Green Buildings in Africa – Financing the affordability

Green Buildings in Africa – Financing the affordability

Africa stands out disproportionately as the one of the most vulnerable regions of the world in the face of climate change. Africa’s contribution to climate change is merely 2-3% but the geographical location of the region coupled with low socio-economic growth makes it more susceptible to damages, as compared to the rest of the world. A lack of resources to build resilience towards climate change has further aggravated the situation. The frequency of natural disasters has increased threefold in last 30 years, which are forcing people out of their homes, exacerbating poverty. People in poorer African countries are at least four times more likely to be displaced by extreme weather than people in richer countries. This necessitates drawing greater attention towards building affordable structures that can withstand the effects of natural disasters.

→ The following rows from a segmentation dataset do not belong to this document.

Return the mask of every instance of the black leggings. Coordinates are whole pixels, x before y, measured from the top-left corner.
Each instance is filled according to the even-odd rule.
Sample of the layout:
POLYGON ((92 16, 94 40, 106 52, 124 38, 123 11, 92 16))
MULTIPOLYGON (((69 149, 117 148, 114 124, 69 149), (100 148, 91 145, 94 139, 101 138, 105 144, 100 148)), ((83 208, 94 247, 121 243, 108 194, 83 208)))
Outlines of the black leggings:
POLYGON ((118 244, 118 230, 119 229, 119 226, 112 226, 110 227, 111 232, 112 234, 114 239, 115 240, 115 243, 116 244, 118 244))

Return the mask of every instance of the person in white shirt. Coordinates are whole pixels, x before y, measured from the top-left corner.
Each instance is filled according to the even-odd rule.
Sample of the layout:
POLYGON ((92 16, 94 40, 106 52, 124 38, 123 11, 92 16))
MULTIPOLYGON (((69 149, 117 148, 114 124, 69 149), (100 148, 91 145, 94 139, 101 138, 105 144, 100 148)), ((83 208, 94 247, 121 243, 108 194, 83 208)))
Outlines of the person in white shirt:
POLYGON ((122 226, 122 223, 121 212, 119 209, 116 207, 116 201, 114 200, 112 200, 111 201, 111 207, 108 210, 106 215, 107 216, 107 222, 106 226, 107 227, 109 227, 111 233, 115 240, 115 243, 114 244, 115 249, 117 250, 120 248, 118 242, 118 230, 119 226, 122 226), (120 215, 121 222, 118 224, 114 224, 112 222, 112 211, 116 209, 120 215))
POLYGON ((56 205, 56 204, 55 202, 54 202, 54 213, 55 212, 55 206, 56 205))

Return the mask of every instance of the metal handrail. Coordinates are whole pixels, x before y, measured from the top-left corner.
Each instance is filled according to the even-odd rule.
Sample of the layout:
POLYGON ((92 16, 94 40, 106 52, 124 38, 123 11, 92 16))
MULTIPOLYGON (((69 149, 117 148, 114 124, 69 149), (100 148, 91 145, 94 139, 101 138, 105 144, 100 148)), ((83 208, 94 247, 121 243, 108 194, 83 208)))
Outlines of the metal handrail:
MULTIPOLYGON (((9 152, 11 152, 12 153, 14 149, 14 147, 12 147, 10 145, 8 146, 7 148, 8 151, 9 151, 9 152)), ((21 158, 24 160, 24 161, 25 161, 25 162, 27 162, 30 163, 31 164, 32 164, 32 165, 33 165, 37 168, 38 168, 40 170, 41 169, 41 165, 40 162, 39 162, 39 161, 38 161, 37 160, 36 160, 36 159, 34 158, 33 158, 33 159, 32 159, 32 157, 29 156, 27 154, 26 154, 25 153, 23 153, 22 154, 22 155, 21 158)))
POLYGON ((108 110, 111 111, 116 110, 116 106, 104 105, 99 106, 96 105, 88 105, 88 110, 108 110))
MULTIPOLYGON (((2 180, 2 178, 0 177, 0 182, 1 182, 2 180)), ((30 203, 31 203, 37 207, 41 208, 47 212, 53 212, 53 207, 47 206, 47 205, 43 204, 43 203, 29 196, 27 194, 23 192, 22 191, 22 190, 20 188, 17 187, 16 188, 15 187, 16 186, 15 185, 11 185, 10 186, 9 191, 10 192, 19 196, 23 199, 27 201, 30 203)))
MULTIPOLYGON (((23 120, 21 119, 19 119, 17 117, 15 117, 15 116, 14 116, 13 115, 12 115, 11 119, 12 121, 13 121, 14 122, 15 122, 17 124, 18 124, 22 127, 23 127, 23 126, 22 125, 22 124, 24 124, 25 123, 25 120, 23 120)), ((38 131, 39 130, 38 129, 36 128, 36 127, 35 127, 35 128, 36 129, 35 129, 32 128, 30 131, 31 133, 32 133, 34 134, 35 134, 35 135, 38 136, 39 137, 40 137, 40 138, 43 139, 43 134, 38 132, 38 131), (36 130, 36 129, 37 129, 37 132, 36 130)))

The construction industry alone accounts for 38% of the total global CO2 emissions globally, the largest impact of which is visible in the African continent. According to a report published in the journal PLOS ONE, eight African countries are among the 10 most vulnerable to climate change. The buildings sector’s emission increase is due to the continued use of coal, oil and natural gas for heating and cooking combined with higher activity levels in regions where access to electricity is limited or remains carbon-intensive. Mainstreaming green buildings which are resilient in the face of climate change can not only reduce the carbon footprint of the built environment, but also help reduce the impact of climate change related natural disasters.

One of the biggest challenges in mainstreaming green buildings is widespread poverty and general lack of financial knowledge in African continent. The continent’s low adaptive capacity further adds fuel to the fire. It is also generally believed that there is an apparent trade-off between sustainability and affordability. This, however, is not the case. In fact, the IFC report on green buildings dispels several myths around that and emphasizes on the fact that in the long run, it is more affordable to build green. The report found that people who live and work in green buildings have lower utility bills and improved resource efficiency. Green buildings use on average between 20-40% less energy and water than traditional buildings, and the users can save 15-20% on their utility bills.

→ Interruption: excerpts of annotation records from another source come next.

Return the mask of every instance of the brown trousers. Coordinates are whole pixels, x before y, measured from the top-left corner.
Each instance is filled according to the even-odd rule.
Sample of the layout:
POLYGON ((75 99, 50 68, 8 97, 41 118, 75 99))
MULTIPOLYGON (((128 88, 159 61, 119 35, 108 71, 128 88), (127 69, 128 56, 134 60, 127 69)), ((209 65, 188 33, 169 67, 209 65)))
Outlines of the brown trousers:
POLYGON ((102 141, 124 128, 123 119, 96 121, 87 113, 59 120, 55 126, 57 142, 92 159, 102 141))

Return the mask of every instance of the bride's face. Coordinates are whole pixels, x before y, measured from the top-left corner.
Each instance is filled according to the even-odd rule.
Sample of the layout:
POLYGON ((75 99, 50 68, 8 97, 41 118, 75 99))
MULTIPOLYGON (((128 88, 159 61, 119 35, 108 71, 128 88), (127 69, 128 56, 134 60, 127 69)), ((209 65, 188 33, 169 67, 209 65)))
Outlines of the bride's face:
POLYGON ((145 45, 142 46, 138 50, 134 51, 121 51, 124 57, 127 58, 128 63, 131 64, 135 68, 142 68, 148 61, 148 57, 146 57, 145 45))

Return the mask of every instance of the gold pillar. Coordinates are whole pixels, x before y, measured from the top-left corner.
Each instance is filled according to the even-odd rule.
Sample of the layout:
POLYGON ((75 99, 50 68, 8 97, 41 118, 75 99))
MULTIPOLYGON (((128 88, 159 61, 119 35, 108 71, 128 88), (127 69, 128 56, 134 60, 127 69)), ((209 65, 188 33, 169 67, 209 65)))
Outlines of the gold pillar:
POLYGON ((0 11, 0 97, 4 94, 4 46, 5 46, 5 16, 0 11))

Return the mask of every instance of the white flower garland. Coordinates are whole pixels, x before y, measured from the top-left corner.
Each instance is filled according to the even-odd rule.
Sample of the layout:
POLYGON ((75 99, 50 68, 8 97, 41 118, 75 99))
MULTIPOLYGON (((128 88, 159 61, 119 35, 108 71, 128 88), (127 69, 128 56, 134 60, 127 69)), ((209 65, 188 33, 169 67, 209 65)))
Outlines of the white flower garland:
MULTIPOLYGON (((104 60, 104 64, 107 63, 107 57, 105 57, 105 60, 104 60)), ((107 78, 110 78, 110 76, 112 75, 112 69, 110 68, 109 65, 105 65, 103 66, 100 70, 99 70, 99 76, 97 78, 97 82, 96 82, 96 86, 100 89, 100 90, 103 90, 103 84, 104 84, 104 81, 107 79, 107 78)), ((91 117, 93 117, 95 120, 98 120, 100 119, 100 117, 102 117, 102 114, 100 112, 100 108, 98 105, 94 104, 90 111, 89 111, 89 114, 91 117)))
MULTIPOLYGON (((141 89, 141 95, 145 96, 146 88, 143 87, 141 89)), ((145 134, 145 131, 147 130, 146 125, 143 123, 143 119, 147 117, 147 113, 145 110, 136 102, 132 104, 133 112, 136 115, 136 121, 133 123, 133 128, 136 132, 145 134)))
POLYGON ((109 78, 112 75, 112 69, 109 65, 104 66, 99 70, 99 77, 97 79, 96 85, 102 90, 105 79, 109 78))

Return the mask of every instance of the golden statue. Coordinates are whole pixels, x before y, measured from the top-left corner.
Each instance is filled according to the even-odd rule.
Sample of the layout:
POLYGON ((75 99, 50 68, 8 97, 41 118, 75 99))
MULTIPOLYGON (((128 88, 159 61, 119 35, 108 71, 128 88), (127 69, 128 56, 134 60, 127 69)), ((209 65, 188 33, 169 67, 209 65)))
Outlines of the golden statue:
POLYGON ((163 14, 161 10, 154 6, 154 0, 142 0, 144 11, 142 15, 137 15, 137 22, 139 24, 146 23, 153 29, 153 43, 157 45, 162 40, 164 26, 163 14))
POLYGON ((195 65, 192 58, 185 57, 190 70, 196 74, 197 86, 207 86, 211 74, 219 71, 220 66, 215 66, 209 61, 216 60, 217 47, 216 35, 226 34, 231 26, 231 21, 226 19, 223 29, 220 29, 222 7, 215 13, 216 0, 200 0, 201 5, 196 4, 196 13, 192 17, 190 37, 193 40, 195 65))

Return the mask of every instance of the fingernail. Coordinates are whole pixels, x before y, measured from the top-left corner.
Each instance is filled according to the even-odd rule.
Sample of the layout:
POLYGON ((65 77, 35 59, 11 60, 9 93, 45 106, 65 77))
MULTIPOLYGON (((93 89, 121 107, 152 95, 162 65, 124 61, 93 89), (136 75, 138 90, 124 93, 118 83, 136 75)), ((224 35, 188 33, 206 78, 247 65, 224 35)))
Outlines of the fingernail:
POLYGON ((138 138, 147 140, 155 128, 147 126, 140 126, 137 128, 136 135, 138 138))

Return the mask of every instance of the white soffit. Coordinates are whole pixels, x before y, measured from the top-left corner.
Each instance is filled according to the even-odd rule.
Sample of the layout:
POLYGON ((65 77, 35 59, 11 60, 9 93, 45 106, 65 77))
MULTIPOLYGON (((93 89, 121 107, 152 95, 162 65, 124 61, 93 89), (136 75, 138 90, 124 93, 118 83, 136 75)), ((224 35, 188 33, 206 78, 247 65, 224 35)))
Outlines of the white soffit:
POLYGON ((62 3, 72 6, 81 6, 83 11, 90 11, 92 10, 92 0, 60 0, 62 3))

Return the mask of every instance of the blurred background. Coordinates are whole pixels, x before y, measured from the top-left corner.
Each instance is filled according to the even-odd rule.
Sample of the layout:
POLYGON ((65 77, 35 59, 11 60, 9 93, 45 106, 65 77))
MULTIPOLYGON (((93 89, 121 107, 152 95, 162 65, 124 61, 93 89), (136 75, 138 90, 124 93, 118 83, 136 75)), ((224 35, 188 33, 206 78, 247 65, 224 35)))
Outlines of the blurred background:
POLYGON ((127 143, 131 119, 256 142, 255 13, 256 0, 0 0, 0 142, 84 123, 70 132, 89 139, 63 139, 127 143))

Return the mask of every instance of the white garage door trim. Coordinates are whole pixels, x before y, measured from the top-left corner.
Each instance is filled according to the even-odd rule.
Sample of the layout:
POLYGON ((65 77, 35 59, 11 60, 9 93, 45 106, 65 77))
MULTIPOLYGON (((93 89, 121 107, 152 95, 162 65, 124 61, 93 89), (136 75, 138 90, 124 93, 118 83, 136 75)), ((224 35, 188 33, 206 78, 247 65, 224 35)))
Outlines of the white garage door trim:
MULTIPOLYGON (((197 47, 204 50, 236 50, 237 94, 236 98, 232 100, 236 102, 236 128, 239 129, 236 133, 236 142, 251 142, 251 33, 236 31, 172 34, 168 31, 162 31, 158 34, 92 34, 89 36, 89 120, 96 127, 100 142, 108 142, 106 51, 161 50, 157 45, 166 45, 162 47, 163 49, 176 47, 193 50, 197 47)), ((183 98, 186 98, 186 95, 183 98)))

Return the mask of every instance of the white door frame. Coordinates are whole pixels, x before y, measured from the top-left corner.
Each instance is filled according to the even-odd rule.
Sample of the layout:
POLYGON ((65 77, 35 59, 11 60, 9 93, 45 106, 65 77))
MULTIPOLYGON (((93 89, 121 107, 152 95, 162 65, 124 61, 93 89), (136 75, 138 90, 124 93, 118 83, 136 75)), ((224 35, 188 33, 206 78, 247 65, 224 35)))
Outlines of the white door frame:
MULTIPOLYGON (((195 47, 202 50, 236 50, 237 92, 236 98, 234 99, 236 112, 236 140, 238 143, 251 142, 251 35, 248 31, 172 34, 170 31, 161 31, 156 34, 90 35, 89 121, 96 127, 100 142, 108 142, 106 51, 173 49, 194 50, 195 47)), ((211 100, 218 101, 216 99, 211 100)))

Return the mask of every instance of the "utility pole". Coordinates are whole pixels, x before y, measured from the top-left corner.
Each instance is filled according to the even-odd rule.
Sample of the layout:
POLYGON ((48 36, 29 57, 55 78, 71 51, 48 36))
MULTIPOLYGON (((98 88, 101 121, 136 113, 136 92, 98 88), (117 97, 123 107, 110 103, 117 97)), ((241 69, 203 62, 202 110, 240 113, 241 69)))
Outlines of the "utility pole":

Case studies to demonstrate how green building projects have been financed in Africa to increase their affordability  

IFC’s four-part strategy further tries to address the issue of affordability on a larger scale to support green building growth. From advising on activating financing through the banking system and supporting product development such as green mortgages and green bonds to coding green building laws and incentives, IFC has taken it one step forward.

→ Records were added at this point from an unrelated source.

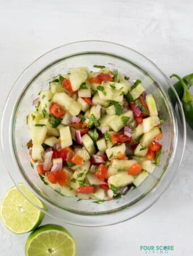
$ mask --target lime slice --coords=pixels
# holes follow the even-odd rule
[[[28,199],[41,209],[45,206],[22,183],[21,190]],[[32,205],[16,187],[11,188],[3,198],[1,216],[5,226],[12,232],[22,234],[35,229],[41,222],[44,213]]]
[[[74,256],[75,241],[61,226],[47,224],[29,236],[26,244],[26,256]]]

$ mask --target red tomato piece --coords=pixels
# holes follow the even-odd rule
[[[99,185],[100,188],[103,188],[104,190],[108,190],[109,189],[109,187],[108,184],[102,184],[101,185]]]
[[[51,112],[51,113],[57,118],[62,117],[65,114],[65,112],[61,106],[57,103],[52,103],[49,108],[49,111]]]
[[[92,186],[82,186],[79,187],[76,191],[77,193],[81,193],[82,194],[88,194],[90,193],[95,193],[96,189]]]
[[[138,163],[133,164],[129,168],[128,174],[130,175],[137,175],[142,170],[142,168],[141,164]]]
[[[74,93],[74,92],[72,89],[70,81],[69,79],[64,79],[62,81],[64,87],[70,93]]]
[[[106,166],[100,164],[98,167],[98,171],[95,172],[95,175],[100,180],[104,181],[107,179],[108,169]]]
[[[82,98],[85,102],[87,103],[89,105],[93,105],[92,100],[90,98]]]

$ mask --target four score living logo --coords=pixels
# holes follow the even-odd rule
[[[174,250],[173,245],[140,245],[140,251],[144,251],[146,254],[168,254]]]

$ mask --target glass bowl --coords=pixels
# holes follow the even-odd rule
[[[131,79],[140,79],[154,94],[162,126],[162,154],[160,166],[142,184],[119,200],[100,204],[59,195],[45,185],[30,165],[26,143],[30,139],[26,116],[39,92],[49,81],[72,67],[94,65],[118,69]],[[98,69],[97,69],[98,70]],[[136,51],[101,41],[73,43],[43,55],[20,75],[6,99],[1,126],[2,151],[8,171],[16,186],[25,184],[47,207],[45,213],[65,222],[89,226],[104,226],[130,219],[150,207],[166,190],[179,168],[186,141],[186,123],[176,94],[175,109],[168,94],[170,82],[150,60]],[[174,93],[175,93],[174,92]],[[22,192],[23,193],[23,192]],[[27,198],[27,196],[24,194]],[[35,205],[39,208],[37,205]]]

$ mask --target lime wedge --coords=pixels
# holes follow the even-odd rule
[[[41,209],[46,209],[45,206],[23,184],[19,184],[19,187],[29,200]],[[13,187],[3,199],[1,216],[10,230],[23,234],[37,228],[44,218],[44,213],[32,205],[16,187]]]
[[[47,224],[38,228],[29,236],[26,256],[74,256],[75,241],[61,226]]]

The strategy can be understood by the example of South Africa where IFC saw an opportunity to open the markets for residential green buildings. The challenge, however, was that developers were not able to pass down the extra costs of greening to the homeowners. The project was being funded by the US $300 million IHS Fund which mainly caters to low-income affordable housing projects. To tackle this problem, IFC set up a US $10 million concessional equity fund from the Global Environment Fund which covered the incremental costs of greening. Also, a capacity building program was also initiated within IHS on applying the EDGE certification standard. This clearly indicates the importance of mainstreaming the green buildings and at the same time focuses on the need of innovative financing solutions to bring affordability.

Another example of innovative financing solution is Kenya’s first green bond which was issued in 2019. The bond managed to raise more than US $40 million to build environment friendly affordable accommodation for students. They aim to provide several thousand rental housing units for students and young people in general. All the buildings meet the requirements of Low Carbon Buildings (Residential) Criteria by Climate Bonds Initiative. These residential developments are spread across 6 locations in Nairobi. This shows that the issue of affordability in the housing sector can be addressed by positioning green buildings as an instrument of community building.

According to an example in Nigeria, Echostone, an international affordable housing solutions provider, is developing 100,000 affordable homes over 5 years through a PPP (public-private partnership) with the local government, which offset the cost of land. The pilot project completed in 2020 offers 252 houses in Peridot Parkland Estate. These homes demonstrated 53% energy savings, 42% water savings, and 35% reduction in embodied energy in materials, further reducing the costs of utilities. The example puts emphasis on the involvement of private stakeholders in the financing models thus expediting the process and reaping the most out of it.

After studying the above examples, it can be concluded that the green buildings path towards affordable sustainability might seem rocky at first, but with the use of right financing instruments, African countries with less than adequate economic resources can rely on them to build an affordable solution, resilient in the face of climate change.